Alcé las cejas, pero Luther habló antes de que pudiera contestarle:
—¿Comenzamos?
Asentí y me coloqué junto a ellos. Luther empezó a guiarme y, en apenas unos instantes, mi magia estaba fluyendo. Cuando abrí los ojos era McTavish quien estaba delante de mí, observándome con una expresión de concentración.
—Junta las manos, como si quisieras coger agua —me indicó manteniendo el tono de voz bajo y suave de Luther—. Llénalas de magia.
Una vez más podía sentir el peso de la magia en mis manos. Fue en ese momento, al mover los pies para recuperar el equilibrio ante la extraña sensación, cuando me fijé en que Luther estaba a mi lado, en la misma posición.

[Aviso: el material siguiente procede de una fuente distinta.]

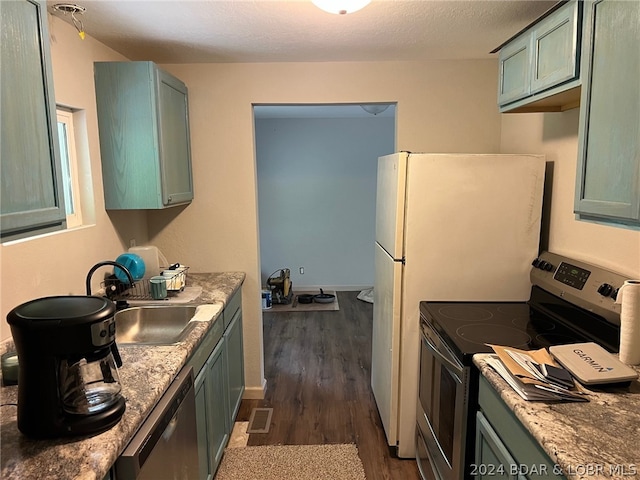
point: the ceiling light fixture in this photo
(341, 7)
(73, 10)
(374, 108)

—Ahora visualízala. Sabes lo que es. Sabes cuál es su forma, su color. Puedes verla.
Y podía. De repente, mi magia tenía un color azulado, intenso, como los nomeolvides que habíamos creado hacía unos días. Era una bola sólida y gaseosa a la vez, inexplicable. Luther extendió su mano hacia nosotros y pude ver una esfera idéntica en ella. Me pregunté si él había pensado en lo mismo.
Los segundos parecían alargarse eternamente, hasta que por fin McTavish volvió a hablar:
—Ahora recupera esa magia. No la dejes ir, no la deshagas. Absórbela de nuevo a través de tus manos.